Bob Wright



It's Not About

It's not about goals, and
plans, and priorities.

And it's not about what
to do with the rest of your life.
Or all your obligations.

It's about holding on, as best
you can, to that very special
person. The one you think
about so constantly. The
one you meld with always
without effort.

It's about holding on, some-
how, for just a few more hours,
and letting all the rest arrange
itself.


A Thousand Birds

I walk out through the dead
leaves and hear a thousand birds
chattering in the trees as they
pause on their way south. Should
I envy them their having somewhere
to go and someone to take them
on their long journey, these
creatures of the sky who know
what it is to soar? Who know
what it is to congregate? To stay
faithful? To raise a family?

I wonder, do they dream of other
birds in other times? Keep and
break promises? Long for
things? Or simply chatter and
fly and eat and live and die without
the pang of regret or even some
small satisfaction? How bittersweet
it must be to be bird, just as it is
to not be.


This Other Dimension

He would be talking what seem-
ed like English, and making
what seemed like reasonable
points, but whatever he was
saying never got to where it
was supposed to get.

For she'd start to talk as though
he had said nothing, or had said
something with so little value that it
wasn't worth acknowledging.

He tried to listen to what she
was saying, but it seemed as
though to understand it he would
have to trace every word in every
sentence back to some beginning
that had started long before the
two of them, and he sensed that
the thread was just too long to
follow.

He only wanted to make two or
three simple points. So he kept
repeating them.

But in this other dimension, where
everyone spoke but no one was
able to listen, where every question
that required just a simple yes or
no received in place of that another
question, he knew that he might
just as well stop.


About the Author

Bob Wright, who has lived in Woodstock, New York, and currently lives in San Antonio, Texas, has been writing poetry for some 40 years. Some of his poetry is available on Amazon.

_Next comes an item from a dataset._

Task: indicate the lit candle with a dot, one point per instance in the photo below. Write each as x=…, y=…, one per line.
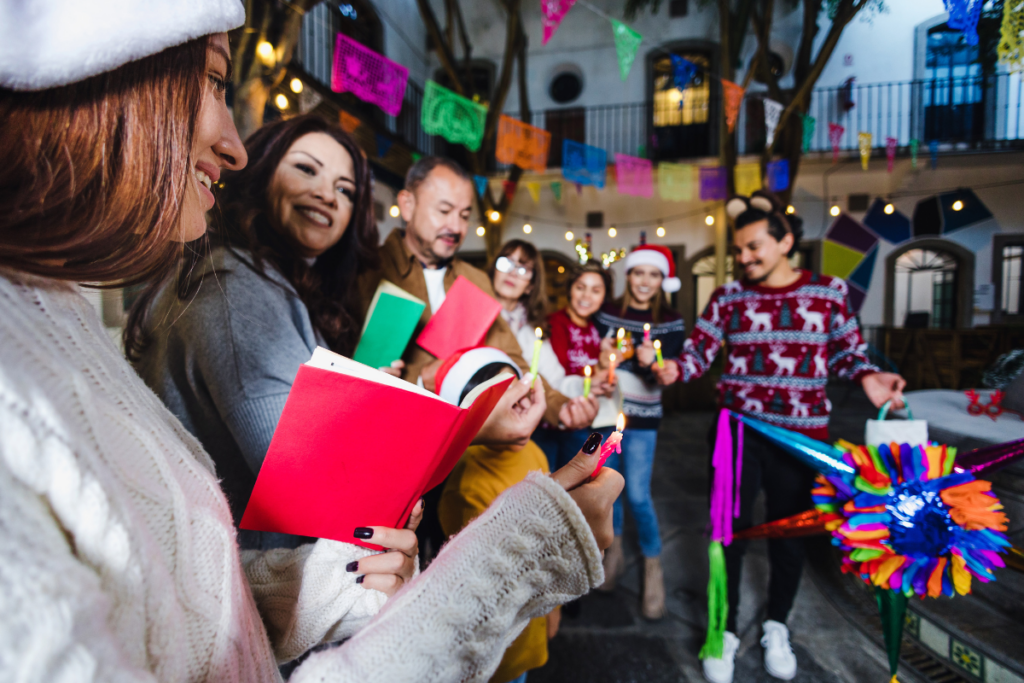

He is one of the founders of the Woodstock Poetry Society and for six years acted as coordinator at most of its monthly meetings. Until recently he hosted a poetry venue in Dunnellon, Florida, and before that in Athens, New York. He served at one point as president of the Stone Ridge Poetry Society, in Stone Ridge, New York; was a poetry editor for that group's literary quarterly, Oxalis (a nationally recognized magazine that was profiled in Poet's Market); and helped put on an annual event called "Day of the Poet" at Ulster County Community College, which drew entrants from three states for its oral poetry contest. He was active in the Alchemy Club (a poetry group formed many decades ago in Grahamsville, New York); performed for a poetry performance series based in New Paltz, New York; and for several years put on an annual poetry benefit for the Woodstock Artists Association. He is published in a number of notable literary journals and has attended and read at poetry venues throughout the Hudson Valley and in central Florida. For some 10 years he was the curator for the Hudson Valley Poetry Calendar, a fairly comprehensive listing of poetry events in the Hudson Valley, which was discontinued at the end of 2012. He has been a featured reader at local colleges, bookstores, libraries, and cultural centers and has conducted poetry workshops at several colleges and summer camps.